MADAME BLIDOT.—Oui, mon ami; voici un reste de viande et un morceau de pain. Va mettre cela dans le creux de l'arbre; et, de peur que je ne l'oublie à l'avenir, rappelle-le-moi tous les jours à dîner; nous ferons la part du pauvre petit malheureux.
JACQUES.—Merci, maman, vous êtes bonne comme M. Moutier.
Et Jacques emporta ses provisions qu'il alla déposer dans l'arbre du puits. Il ne tarda pas à voir arriver Torchonnet avec sa cruche; il marchait lentement, et il s'essuyait les yeux tout en dévorant le pain et la viande de Mme Blidot; il but de l'eau de la cruche, salua tristement Jacques et Paul, qui le regardaient du seuil de la porte, et reprit le chemin de son auberge.

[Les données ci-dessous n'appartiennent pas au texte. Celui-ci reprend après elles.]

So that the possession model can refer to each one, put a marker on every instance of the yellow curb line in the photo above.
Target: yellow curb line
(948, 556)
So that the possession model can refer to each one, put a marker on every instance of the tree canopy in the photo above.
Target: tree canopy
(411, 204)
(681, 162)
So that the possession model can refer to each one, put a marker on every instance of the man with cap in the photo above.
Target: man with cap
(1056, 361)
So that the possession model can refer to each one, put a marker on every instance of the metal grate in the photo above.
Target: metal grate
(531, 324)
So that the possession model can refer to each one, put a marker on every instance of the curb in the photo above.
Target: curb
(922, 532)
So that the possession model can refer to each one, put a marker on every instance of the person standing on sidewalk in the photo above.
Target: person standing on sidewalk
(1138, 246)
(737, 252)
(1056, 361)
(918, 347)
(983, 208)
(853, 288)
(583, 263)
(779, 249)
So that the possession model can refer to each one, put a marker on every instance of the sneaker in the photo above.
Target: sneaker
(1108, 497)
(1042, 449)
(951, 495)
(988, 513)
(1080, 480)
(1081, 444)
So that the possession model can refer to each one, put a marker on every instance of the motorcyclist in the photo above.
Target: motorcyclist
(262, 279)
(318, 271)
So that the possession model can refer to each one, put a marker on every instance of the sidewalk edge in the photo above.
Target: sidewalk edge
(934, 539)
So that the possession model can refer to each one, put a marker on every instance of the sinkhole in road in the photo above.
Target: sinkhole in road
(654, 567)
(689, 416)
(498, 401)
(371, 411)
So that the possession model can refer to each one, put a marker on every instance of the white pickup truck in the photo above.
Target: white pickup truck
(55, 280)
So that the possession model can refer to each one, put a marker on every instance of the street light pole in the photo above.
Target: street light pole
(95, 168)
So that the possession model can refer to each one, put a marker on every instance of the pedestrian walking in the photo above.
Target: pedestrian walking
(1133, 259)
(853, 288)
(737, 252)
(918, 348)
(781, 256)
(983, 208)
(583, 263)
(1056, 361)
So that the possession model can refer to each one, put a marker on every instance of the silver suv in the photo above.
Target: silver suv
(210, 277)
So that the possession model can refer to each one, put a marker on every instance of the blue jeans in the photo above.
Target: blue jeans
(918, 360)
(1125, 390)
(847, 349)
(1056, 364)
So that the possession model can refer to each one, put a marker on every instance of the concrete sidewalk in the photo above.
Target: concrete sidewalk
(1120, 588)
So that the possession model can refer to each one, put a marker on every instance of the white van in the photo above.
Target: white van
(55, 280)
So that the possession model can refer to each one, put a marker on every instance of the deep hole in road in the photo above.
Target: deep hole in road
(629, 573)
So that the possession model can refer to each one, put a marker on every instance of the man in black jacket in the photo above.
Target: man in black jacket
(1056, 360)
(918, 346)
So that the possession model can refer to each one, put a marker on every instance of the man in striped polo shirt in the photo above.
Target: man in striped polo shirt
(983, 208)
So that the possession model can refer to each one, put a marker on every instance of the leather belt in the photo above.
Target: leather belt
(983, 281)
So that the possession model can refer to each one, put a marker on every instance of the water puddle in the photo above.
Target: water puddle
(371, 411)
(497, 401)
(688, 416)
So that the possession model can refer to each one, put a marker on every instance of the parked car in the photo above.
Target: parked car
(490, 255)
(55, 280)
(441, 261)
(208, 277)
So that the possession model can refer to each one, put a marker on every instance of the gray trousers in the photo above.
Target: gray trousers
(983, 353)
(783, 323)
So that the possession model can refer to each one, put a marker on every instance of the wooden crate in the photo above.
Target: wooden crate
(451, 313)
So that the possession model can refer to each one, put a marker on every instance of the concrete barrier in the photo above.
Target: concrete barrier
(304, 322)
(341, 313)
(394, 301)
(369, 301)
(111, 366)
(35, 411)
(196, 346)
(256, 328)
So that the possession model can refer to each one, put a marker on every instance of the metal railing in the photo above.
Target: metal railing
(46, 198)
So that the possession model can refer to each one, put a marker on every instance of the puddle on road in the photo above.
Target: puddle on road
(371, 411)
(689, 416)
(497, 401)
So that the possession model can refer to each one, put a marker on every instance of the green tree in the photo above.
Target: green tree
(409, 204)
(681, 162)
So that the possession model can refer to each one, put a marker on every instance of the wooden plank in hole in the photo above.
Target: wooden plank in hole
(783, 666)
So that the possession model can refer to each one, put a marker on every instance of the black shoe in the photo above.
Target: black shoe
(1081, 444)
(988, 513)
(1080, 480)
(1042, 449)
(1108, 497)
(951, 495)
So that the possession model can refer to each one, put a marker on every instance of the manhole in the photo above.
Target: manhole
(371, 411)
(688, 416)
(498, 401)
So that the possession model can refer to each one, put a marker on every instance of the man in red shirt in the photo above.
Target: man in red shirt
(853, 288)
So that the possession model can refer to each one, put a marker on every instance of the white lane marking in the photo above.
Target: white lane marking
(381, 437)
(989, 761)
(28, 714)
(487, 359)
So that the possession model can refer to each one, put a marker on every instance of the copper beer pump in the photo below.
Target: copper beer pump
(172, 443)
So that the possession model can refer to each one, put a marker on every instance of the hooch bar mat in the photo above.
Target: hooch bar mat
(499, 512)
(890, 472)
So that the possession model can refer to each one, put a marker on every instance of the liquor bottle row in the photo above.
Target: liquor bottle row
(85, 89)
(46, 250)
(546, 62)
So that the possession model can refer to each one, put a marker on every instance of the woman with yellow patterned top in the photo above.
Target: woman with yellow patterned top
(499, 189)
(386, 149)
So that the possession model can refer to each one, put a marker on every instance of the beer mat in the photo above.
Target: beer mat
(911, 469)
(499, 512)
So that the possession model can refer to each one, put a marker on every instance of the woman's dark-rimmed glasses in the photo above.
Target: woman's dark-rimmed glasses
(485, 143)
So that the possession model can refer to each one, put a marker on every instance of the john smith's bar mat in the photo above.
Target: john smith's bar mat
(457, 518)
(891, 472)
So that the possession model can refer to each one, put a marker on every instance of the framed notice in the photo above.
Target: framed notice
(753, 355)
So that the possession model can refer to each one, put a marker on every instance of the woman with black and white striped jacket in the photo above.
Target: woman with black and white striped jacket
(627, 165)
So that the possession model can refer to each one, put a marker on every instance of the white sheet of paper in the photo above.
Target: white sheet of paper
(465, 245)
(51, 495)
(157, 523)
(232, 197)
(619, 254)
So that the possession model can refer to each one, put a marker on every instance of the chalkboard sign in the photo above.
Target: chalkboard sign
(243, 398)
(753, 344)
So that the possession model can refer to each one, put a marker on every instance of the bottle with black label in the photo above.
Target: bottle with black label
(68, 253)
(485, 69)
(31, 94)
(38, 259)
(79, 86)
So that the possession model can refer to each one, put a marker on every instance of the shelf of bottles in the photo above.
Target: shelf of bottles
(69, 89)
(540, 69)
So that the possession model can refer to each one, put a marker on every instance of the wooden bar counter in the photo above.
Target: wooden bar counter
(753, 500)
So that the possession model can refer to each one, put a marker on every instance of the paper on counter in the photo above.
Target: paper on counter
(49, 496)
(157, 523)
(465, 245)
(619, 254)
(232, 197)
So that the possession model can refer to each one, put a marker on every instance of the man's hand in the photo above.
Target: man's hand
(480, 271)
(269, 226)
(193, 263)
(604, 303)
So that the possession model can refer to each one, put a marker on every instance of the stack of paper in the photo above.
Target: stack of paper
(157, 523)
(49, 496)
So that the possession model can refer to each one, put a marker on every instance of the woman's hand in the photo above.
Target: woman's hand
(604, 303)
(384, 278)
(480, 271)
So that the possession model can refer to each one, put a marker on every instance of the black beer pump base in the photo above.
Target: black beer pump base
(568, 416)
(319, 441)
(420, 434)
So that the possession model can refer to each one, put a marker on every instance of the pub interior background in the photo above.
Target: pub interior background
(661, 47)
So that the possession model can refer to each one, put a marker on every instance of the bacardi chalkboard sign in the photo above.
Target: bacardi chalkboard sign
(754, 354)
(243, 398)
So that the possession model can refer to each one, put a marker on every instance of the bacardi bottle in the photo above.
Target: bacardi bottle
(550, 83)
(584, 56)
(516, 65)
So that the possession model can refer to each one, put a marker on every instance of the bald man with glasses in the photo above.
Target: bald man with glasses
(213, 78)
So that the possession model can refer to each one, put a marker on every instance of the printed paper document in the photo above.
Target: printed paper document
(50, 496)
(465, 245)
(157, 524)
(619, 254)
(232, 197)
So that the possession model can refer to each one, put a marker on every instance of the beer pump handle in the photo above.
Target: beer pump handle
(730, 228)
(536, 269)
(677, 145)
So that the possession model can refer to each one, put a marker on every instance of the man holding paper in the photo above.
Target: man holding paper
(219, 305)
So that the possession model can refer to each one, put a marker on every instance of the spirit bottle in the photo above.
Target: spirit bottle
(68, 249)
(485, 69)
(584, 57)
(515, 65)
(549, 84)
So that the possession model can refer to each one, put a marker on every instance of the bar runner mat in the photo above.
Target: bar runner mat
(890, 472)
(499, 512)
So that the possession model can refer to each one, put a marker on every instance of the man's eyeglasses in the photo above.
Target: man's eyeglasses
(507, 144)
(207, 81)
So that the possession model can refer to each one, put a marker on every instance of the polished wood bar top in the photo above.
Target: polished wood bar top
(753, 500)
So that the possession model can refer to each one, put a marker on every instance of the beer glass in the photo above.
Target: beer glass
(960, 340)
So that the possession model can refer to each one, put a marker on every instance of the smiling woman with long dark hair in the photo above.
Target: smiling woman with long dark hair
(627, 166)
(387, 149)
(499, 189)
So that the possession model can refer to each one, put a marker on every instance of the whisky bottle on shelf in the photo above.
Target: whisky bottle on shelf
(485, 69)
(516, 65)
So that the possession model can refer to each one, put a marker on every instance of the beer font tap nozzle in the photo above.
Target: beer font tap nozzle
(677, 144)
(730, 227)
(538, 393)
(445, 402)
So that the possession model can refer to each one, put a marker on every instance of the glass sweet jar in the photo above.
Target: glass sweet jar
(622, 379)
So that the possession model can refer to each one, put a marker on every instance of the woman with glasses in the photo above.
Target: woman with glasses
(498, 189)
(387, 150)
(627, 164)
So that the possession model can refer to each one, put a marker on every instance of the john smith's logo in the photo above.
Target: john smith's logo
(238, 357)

Les jours se passaient ainsi, heureux pour Jacques et pour tous les habitants de l'Ange-Gardien, tristes et cruels pour l'infortuné Torchonnet que son maître maltraitait sans relâche. Bien des fois Jacques l'aida en cachette à exécuter les ordres qu'il recevait et qui dépassaient ses forces; tantôt c'était un objet trop lourd à porter au loin; alors Jacques et Paul le rejoignaient à la sortie du village et l'aidaient à porter son fardeau. Tantôt c'était une longue course à faire à la fin du jour, quand la fatigue d'un travail continuel le rendait incapable d'accomplir une longue marche; Jacques, alors, obtenait de Mme Blidot la permission de faire la course pour Torchonnet, tandis que celui-ci se reposait au pied d'un arbre et mangeait les provisions que lui envoyait. Mme Blidot.
VI
Surprise et bonheur.
Il y avait trois ans que Mme Blidot et sa soeur avaient les petits orphelins; elles s'y attachaient chaque jour davantage, et ils devenaient de plus en plus aimables et charmants. La tendresse de Jacques pour son frère excitait l'intérêt de tous ceux qui en étaient témoins. Paul aimait son frère avec la même affection; tous deux étaient tendrement attachés à Mme Blidot et à Elfy. Tous parlaient souvent avec amitié et reconnaissance du bon M. Moutier; depuis longtemps on n'en avait aucune nouvelle. Dans les premiers mois il était revenu à deux reprises passer avec Capitaine quelques jours à l'Ange-Gardien; il avait écrit plusieurs fois pour s'informer de ce qui s'y passait; Mme Blidot lui avait exactement et longuement répondu, elle avait appris qu'il quittait le pays pour s'engager; elle n'avait pas su d'autres détails. Pendant ce silence prolongé, la campagne de Crimée avait eu lieu; elle s'était terminée comme elle avait commencé, avec beaucoup de gloire et de lauriers; mais des deuils innombrables furent la conséquence nécessaire de ces immortelles victoires. Au village de l'Ange-Gardien, plus d'une famille pleurait un fils, un frère, un ami. Quelques-uns revenaient avec une jambe ou un bras de moins, ou des blessures qui les rendaient incapables de continuer leur service.
Un matin, Jacques et Paul balayaient le devant de la porte de l'Ange-Gardien; Mme Blidot et Elfy préparaient le dîner, lorsqu'un homme, qui s'était approché sans bruit, arrêta doucement le balai de Paul. Celui-ci se retourna et se mit à crier:
«Jacques, au secours! on me prend mon balai.»